Sophomore Emma Hill described Carney as her best friend, brother and rock for the past three to four years.
“He affected everyone around him and changed my life for the better in so many ways,” Hill said. “He was the strongest person inside and out and meant the world to me. He made everyone feel included no matter who it was and radiated warmness to everyone around him. I’m heartbroken.”
Hill said that Carney was “passionate about everything,” including his friends, family and sports. Carney was number 19 on the football team and played as a wide receiver.

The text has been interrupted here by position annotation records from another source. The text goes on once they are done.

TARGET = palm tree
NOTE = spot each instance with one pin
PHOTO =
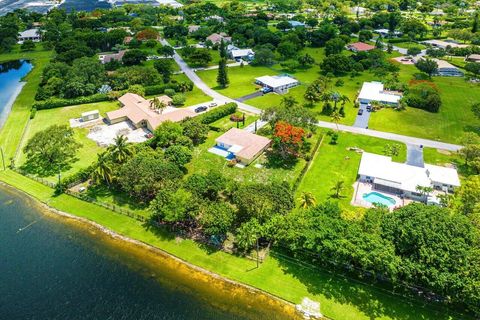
(103, 171)
(336, 117)
(120, 150)
(337, 188)
(307, 200)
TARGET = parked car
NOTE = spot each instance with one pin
(200, 109)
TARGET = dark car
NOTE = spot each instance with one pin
(200, 109)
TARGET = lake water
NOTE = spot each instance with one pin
(11, 74)
(54, 268)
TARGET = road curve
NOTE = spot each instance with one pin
(221, 99)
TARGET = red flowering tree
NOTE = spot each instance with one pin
(287, 140)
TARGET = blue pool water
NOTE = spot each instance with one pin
(375, 197)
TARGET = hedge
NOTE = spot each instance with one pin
(57, 102)
(218, 113)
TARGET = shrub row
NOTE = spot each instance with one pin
(218, 113)
(58, 102)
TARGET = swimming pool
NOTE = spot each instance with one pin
(375, 197)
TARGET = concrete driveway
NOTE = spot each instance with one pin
(362, 120)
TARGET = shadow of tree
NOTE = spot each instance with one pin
(371, 300)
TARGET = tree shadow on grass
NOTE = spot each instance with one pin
(367, 298)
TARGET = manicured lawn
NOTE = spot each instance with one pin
(203, 161)
(11, 133)
(61, 116)
(454, 117)
(333, 163)
(340, 298)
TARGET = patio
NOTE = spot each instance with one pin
(361, 188)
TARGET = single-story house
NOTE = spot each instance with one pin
(108, 57)
(216, 38)
(193, 28)
(278, 84)
(30, 34)
(360, 46)
(386, 33)
(243, 145)
(441, 44)
(403, 179)
(374, 91)
(244, 54)
(137, 110)
(296, 24)
(90, 115)
(447, 70)
(473, 58)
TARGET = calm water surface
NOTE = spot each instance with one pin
(50, 269)
(11, 74)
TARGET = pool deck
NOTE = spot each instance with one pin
(360, 188)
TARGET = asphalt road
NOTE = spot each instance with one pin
(221, 99)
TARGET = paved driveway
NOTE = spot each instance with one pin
(362, 120)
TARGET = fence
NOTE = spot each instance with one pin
(84, 197)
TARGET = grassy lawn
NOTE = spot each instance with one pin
(340, 298)
(454, 117)
(11, 133)
(203, 161)
(46, 118)
(333, 163)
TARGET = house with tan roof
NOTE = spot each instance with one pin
(216, 38)
(139, 112)
(360, 46)
(241, 145)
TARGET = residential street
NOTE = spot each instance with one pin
(248, 108)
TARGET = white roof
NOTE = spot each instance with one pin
(276, 81)
(404, 176)
(30, 33)
(241, 52)
(374, 91)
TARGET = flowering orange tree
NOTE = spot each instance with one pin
(287, 139)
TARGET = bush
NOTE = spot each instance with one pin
(58, 102)
(33, 112)
(218, 113)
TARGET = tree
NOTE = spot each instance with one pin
(427, 65)
(178, 154)
(338, 188)
(120, 151)
(336, 117)
(307, 200)
(287, 140)
(103, 171)
(51, 150)
(222, 76)
(134, 57)
(165, 68)
(216, 218)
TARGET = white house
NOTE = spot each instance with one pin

“To me, he was someone I bonded with very fast and he always made sure I kept on pushing through football and keep doing the best I could,” sophomore and team member Josiah Coloma said. “Aside from football, he was a best friend that I could have ever asked for because no matter what, we had each other’s back and always got along because that’s just the type of person he is. So, overall he had a great heart, amazing work ethic and was never hesitant to help others with anything.
Carney also played baseball at Empire Baseball, who made a post in Carney’s honor, describing him as a “great young man” and “an amazing kid and gifted athlete.”

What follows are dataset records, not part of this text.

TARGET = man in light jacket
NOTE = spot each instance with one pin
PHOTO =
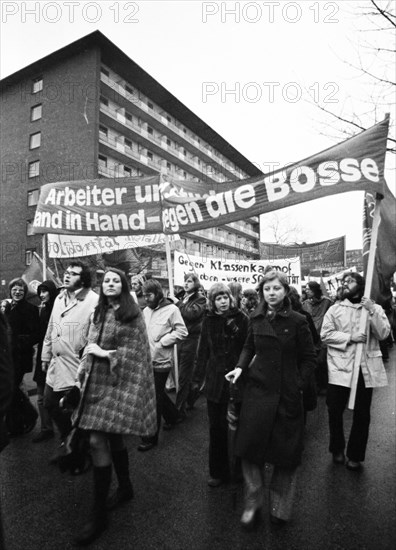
(65, 340)
(340, 332)
(165, 327)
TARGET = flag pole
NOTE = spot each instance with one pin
(363, 326)
(172, 293)
(44, 254)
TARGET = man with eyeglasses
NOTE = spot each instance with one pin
(65, 340)
(341, 333)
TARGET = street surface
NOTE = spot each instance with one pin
(174, 509)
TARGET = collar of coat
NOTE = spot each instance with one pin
(345, 302)
(164, 302)
(230, 313)
(262, 308)
(80, 295)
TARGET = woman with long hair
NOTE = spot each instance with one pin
(278, 359)
(118, 394)
(223, 334)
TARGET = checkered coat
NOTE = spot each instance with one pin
(120, 395)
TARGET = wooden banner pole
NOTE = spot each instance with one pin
(172, 293)
(363, 325)
(44, 255)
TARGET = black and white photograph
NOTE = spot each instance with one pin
(197, 274)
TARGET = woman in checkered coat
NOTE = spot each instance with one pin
(119, 395)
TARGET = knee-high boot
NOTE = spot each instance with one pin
(124, 491)
(98, 522)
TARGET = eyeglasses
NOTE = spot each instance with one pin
(72, 273)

“You will always be part of our family and you will always be remembered,” the post said. “He was an outstanding kid with a great personality. He was a positive influence to everyone around him. We love you Travis and we will always play for you.”
Sophomore Paris Marozzelli met Carney in sixth grade at Coleman Middle School, where the pair ended up choosing the same elective, orchestra. Carney played violin, and last year, Marozzelli and Carney were stand partners. Marozzelli said that when she thought of Carney, she thought of his kindness.
“He always knew how to put a smile on my face,” Marozzelli said. “He was a special person, the most fun person to be around. He always knew how to spread positivity to everyone. I will never forget someone as unique as him.”
In school, weight training teacher Joe Willis said that Carney was always willing to give a helping hand to pick up at the end of class. Science teacher Mary O’Neill said that Carney was pleasant, respectful and easy to be around. English teacher Shay Cowart described Carney as a special, calming soul that she liked a lot.
“He housed his smile in his eyes and his chill demeanor invited people to be themselves,” Cowart said. “He was a very respectful student and was always kind to me.”
Cowart said that Carney enhanced people’s lives and will be incredibly missed.
“Occasionally, there were times when I was frustrated with our seventh period class, and Travis would notice my frustration and purposefully participate more in the discussion, or he would raise his hand to ask a thoughtful question about the reading,” Cowart said. “I could tell he was doing this to ease my frustration. He was the kind of person who didn’t like to make life difficult for others. He liked to make life easier for those that mattered to him.”